Regarding hospice, McClanahan noted that most insurers will pay for up to six months of hospice care — candidates for hospice are expected to live from as little as six months up to 12 — but that hospice is underused and often used very late: the average hospice stay, she said, is only 19 days.

Wright said that for many terminally ill people, especially for minimizers, palliative care is a good option. She defined palliative care as multidisciplinary medical care for patients suffering from a number of chronic diseases and cancers at all stages, curable or not, that focuses on relieving symptoms and suffering and improving the quality of life of the patient. Wright suggested that primary care physicians might be the best doctor to recommend palliative care, since many oncologists, for example not only are maximizers but also tend not to “do a good job of treating symptoms that often come with treatment” for cancer.

Both women spoke matter-of-factly about illness, dying and death while not minimizing the importance of emotions to patients and their families. While McClanahan said planners’ concerns “should be about cash flow,” she urged planners who have clients with terminal diagnoses to “finally put death and taxes in the same sentence.”

What about clients who are in denial about their mortality? Wright said that preparing for death does not decrease your chances of a cure, and that studies had shown that your chances of a cure actually improve when a patient prepares for death.
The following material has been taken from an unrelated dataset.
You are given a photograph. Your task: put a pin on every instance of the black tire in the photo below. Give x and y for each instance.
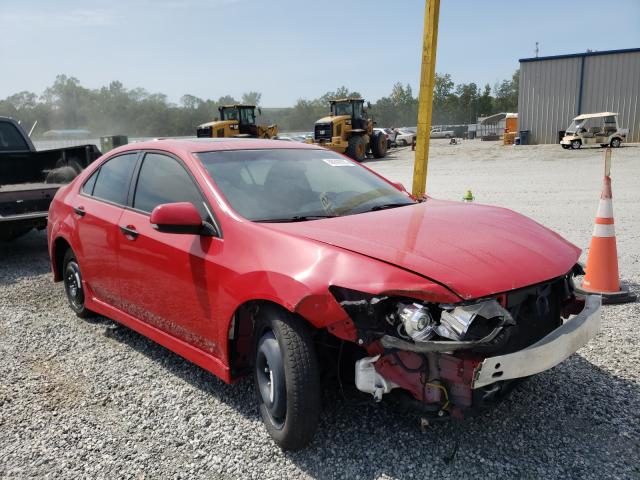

For advisors, concluded McClanahan, “come up with a plan that deals with both death and survival,” and create an action plan to deal with the client’s financial needs and other practical concerns.

If you have a client with a terminal illness, she suggested you take the following practical steps:

1. Meet earlier in the day with those clients, before 1 p.m., since the very ill, especially those being treated for illness, physically and emotionally  fade as the day progresses

2. Have the client bring a trusted person with them to your meeting who can take notes and recall the conversation later (though some privacy and even fiduciary concerns may be involved)

3. Keep the meetings simple and short

4. Repeat details and provide any directions or decisions in written format

5.  Provide frequent comfort breaks

6. Speak in a calm, soft voice (many treatments leave seriously ill patients very sound-sensitive)

7. Limit interruptions and districtions

8. Finally, if you see the client fading, end the meeting, since they’ve “already checked out.”

In response to a question from an attendee about how to deal with clients showing some cognitive decline, such as occurs with Alzheimer’s, McClanahan says that long before that development might occur, she sends a letter to all her clients asking what they want to do if their facilities begin to dissipate (and sent a shout-out to fellow advisor Cheryl Holland of Abacus Planning Group for providing the idea in the first place).